Community and diversity
Essays that ask about the communities you belong to (related to your upbringing, your religion, your ethnicity, your sexual orientation, your gender, and so on) can be tricky, regardless of your background. Even if you have an incredible story to tell (such as one that relates to facing real discrimination), it’s not enough simply to explain to admissions folks that you’ve overcome adversity. You also need to show how your experiences have shaped who you—and only you—are today. As always, make sure that your story is yours alone. Don’t fall into the trap of telling the tale of an entire community: if being a Mormon in New York City isn’t always easy, don’t stop there—talk about your own experience, and how it informs your unique personality.

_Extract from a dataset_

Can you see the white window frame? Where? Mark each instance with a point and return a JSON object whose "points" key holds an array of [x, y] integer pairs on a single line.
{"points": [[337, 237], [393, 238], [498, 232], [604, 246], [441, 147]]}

A message to all the cisgendered, able-bodied, agnostic, middle-class white guys out there: if you haven’t given much thought to what diversity means, now’s a good time. A diverse community is not a community without folks like you. Don’t try to marginalize yourself if you’ve never had the experience of being marginalized, but do focus on what makes your background unique. I’ve seen excellent essays about being from Wyoming, attending a high school with a graduating class of eight, being a military brat, helping out at the family-owned bar as a child, or catching flack for being a boy who likes ballet. We all have different backgrounds. The point of this essay is to see whether you’re self-aware enough to recognize that, to see if you can imagine how your unique experiences will benefit a diverse community.
The question, of course, is whether these questions are really optional.
The simple answer is, not really, despite what the colleges who ask them say. You probably suspected as much.
One notable exception to this rule comes to mind. Some optional essays are specifically designed for certain applicants. Duke, for example, proposes the following optional essay prompt:
“Duke’s commitment to diversity and inclusion includes sexual orientation, gender identity and gender expression. If you would like to share with us more about how you identify as LGBTQIA+, and have not done so elsewhere in the application, we invite you to do so here.”
It goes without saying that, unlike the general “community” question, this prompt is not an opportunity for just anyone to chime in and benefit from additional space in the application. If you do not identify as part of the LGBTQIA+ community, sit this one out.